Out of respect to Vegans everywhere I will try not to use that term often when trying to represent my type of eating. I mean I make Vegan meals but we are not Vegans. I don’t exactly know how to label how we eat; Veganish, Vegetation-like, so I won’t. But as a reminder, we eat mostly fruit and veggies with very little animal products like cheeses (maybe once or twice a week), and very little, maybe once a week if that, meat.
Today we went out to eat for the first time in three weeks. We chose a really nice Italian restaurant. I was really hoping for vegetarian type options when I thought of all the ways Italians can cook their veggies. However I was a little disappointed. EVERYTHING had meat. I understand cream, and cheeses, but everything had meat. I know I could make a special request, but anyone who knows me knows I hate that! And in that moment, I didn’t want to eat meat, so tomato soup it was. It’s not that we/I will never ever eat meat, at least at this point in my life.

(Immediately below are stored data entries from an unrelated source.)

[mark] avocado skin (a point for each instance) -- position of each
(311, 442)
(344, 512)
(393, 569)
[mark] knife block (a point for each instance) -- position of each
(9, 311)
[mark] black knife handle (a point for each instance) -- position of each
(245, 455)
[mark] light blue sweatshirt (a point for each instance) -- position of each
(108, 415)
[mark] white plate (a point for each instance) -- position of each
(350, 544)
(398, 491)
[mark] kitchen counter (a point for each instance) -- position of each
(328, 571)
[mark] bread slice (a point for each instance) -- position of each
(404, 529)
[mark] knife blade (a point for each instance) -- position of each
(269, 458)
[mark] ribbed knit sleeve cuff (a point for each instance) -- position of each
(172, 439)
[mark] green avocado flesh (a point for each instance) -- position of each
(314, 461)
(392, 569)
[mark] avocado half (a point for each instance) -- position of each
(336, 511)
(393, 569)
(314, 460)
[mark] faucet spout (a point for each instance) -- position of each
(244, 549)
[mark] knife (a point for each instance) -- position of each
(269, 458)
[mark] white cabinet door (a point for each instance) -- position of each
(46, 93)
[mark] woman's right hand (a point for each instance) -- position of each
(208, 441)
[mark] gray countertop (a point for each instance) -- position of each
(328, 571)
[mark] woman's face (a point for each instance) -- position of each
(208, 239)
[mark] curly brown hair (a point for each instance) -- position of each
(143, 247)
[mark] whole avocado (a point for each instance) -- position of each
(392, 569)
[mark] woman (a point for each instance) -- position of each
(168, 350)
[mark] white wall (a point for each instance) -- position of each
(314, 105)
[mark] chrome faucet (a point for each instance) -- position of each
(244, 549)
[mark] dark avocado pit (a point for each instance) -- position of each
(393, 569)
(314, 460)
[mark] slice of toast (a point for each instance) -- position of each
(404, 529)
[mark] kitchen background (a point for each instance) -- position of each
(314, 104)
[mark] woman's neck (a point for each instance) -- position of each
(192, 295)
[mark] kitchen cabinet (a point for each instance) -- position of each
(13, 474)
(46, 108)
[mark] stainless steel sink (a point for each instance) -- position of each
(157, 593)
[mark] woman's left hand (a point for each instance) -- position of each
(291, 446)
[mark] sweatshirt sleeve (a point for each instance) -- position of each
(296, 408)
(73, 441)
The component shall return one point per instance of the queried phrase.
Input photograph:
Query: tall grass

I love the perspective my second daughter gave me during lunch. She ordered a chicken sandwich. It was the most delicious sandwich I think I have ever tasted, I wish I had ordered it! As she savored every bite she says, “Mom, do you know what is great about the way we have changed our diet… it makes you really appreciate good food.” She also went on to say that she doesn’t inhale her food, and doesn’t eat as much as she did before. She also noticed that she is actually satisfied after she eats. I have to agree and my husband said something similar last week. We continued to talk about how for the first time, we are not tempted to change our eating. It feels good, it taste good. It makes meal time more special.
This week has been a week of repeat meals. With less time to think about meals, I made things I had made before. Its nice to feel good, be satisfied, and really not worry about what I am eating. This week I have made efforts to eat with intent. Meaning, I wait until I really am hungry and in enjoy every bite. Sometimes this isn’t the best idea because I wait a little to long and the “hanger” attacks. “Moms hangery, just walk away!” needs to be posted around me when this happens.
One thing that did happen this week, it could be bad, but in my experience it is good. Both my kids with health issues had flares. Last time this happen, the health doctor explained that sometimes the body gets worse before it gets better. Like disease is going out with a bang! I am hoping this to be true.
So here we are another week down. I am happy, kids are happy and the hubby is happy.